The problem with Future 1
If this revenue generation plan is supposed to save WCC from the Baby Bust, there’s already a problem. The 5% net profit figure is good. Really good. Perhaps too good. In some years, net profits for hotels are negative. Washtenaw County taxpayers – not the hotel operator – will be absorbing the negative profits in those not-so-good years. Because this is Oz, we’re going to assume that every year in Future 1 will be A Really Good Year.
There’s no hard-and-fast rule about hotel remodeling, but even in Future 1, hotels need to be remodeled periodically. Let’s say that we’ll do this every 10 years. If we set our profit aside every year (and we always have Really Good Years), we’ll have $1.5M to spend on our hotel refresh.

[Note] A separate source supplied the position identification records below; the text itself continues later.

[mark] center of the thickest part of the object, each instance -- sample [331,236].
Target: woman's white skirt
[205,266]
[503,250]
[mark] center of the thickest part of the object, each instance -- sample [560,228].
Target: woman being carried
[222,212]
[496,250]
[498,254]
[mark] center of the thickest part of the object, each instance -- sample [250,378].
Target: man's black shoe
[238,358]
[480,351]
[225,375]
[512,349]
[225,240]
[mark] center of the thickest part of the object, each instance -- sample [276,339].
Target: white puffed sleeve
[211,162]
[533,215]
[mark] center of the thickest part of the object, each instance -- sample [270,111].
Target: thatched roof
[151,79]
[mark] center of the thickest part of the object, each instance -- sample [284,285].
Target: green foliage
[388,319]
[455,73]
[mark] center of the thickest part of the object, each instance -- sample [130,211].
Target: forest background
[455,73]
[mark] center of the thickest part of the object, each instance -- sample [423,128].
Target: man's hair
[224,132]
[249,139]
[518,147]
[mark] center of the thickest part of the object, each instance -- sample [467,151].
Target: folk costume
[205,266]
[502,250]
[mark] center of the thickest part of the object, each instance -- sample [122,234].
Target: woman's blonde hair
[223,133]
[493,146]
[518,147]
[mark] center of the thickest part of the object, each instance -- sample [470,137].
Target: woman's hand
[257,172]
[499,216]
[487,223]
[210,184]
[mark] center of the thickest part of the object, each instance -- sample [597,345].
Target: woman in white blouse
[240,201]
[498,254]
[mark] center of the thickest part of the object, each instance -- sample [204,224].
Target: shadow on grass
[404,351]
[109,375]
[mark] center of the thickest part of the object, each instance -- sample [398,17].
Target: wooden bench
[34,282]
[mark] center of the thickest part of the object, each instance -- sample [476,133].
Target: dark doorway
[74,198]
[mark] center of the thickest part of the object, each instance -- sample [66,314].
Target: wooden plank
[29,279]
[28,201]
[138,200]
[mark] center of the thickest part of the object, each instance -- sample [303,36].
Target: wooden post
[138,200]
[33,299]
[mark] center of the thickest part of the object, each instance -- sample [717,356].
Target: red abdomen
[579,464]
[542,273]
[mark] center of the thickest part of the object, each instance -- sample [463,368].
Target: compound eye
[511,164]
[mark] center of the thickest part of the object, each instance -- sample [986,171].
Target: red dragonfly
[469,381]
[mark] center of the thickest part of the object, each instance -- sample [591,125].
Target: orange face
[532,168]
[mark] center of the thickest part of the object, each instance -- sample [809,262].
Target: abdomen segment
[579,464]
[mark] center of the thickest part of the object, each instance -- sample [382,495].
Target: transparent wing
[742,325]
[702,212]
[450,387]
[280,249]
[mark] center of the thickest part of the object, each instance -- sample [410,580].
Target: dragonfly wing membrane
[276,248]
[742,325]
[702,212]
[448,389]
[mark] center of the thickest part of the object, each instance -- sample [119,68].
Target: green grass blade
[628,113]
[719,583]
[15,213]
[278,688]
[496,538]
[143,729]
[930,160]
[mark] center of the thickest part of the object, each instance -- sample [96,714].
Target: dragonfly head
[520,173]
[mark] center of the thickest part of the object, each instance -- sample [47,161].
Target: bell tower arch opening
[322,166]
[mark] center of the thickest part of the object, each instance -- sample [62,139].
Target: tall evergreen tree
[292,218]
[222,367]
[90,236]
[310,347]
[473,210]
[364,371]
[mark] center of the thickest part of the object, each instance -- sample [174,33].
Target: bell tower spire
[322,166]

Sadly, each room could cost as much as $25,000 to refresh – or $2.5M for all 100 rooms. That doesn’t include the corridors, the lobby, public restrooms, fitness rooms, pools, guest laundry facilities, meeting rooms, elevators, non-guest service areas, the parking lots, signage, etc. A major remodeling would also require the hotel to meet any new health, fire and safety standards that may have been introduced since initial construction. Combined, these could add millions to the total renovation costs.
The $1.5M that we dutifully set aside each year will not come close to covering the cost of the decennial renovation. Which will not be optional, since guests don’t want to stay at the Hotel That Time Forgot. (This is Future 1, not “Somewhere in Time.”)
Even in the best possible circumstances, the Future 1 Inn and Suites will never generate revenue for WCC. Future 1 still leaves us with a hole in the WCC budget and a catastrophically expensive side business that drains revenue from the College’s budget.
Future 2: WCC, hold the hotel
The math in Future 2 is agonizingly simple. It goes something like this:
50 full-time students x $100 per credit hour x 15 credit hours per student x 2 semesters = $150,000.
It’s a lot less expensive and easier to recruit an extra 50 students for two semesters than it is to build a $15M hotel, pay the bond debt for 20 years, remodel the building every 10 years, hope for consistently high occupancy throughout each year and pray that the hordes of visiting conventioneers don’t trash the hotel.
Can it really be that simple?
If, under the best of circumstances, the hotel can only clear $150,000 per year, recruiting more students is the better way to go. Future 2 offers minimal overhead costs with the same or better impact on the General Fund.
In Future 2, WCC increases its high school dual enrollments by working with Ann Arbor Public Schools, or by appealing directly to parents and families in Washtenaw County.
The University of Michigan does not offer any remedial courses, but that can prevent some of their students from pursuing STEM-based careers. In Future 2, WCC works closely with Big Brother to develop foundational math courses that prepare university students to succeed in UM’s math courses.
In Future 2, WCC also leverages its trade union partnerships to go beyond 1-week instructor training programs and develop strong trade curricula to prepare more students for careers in the skilled trades.
Future 1 is a highly risky, expensive proposition that siphons money away from WCC’s mission and burdens the taxpayers. Future 2 allows WCC to improve its bottom line while sticking to what it does best.
It’s not hard to see which future the taxpayers should demand for WCC.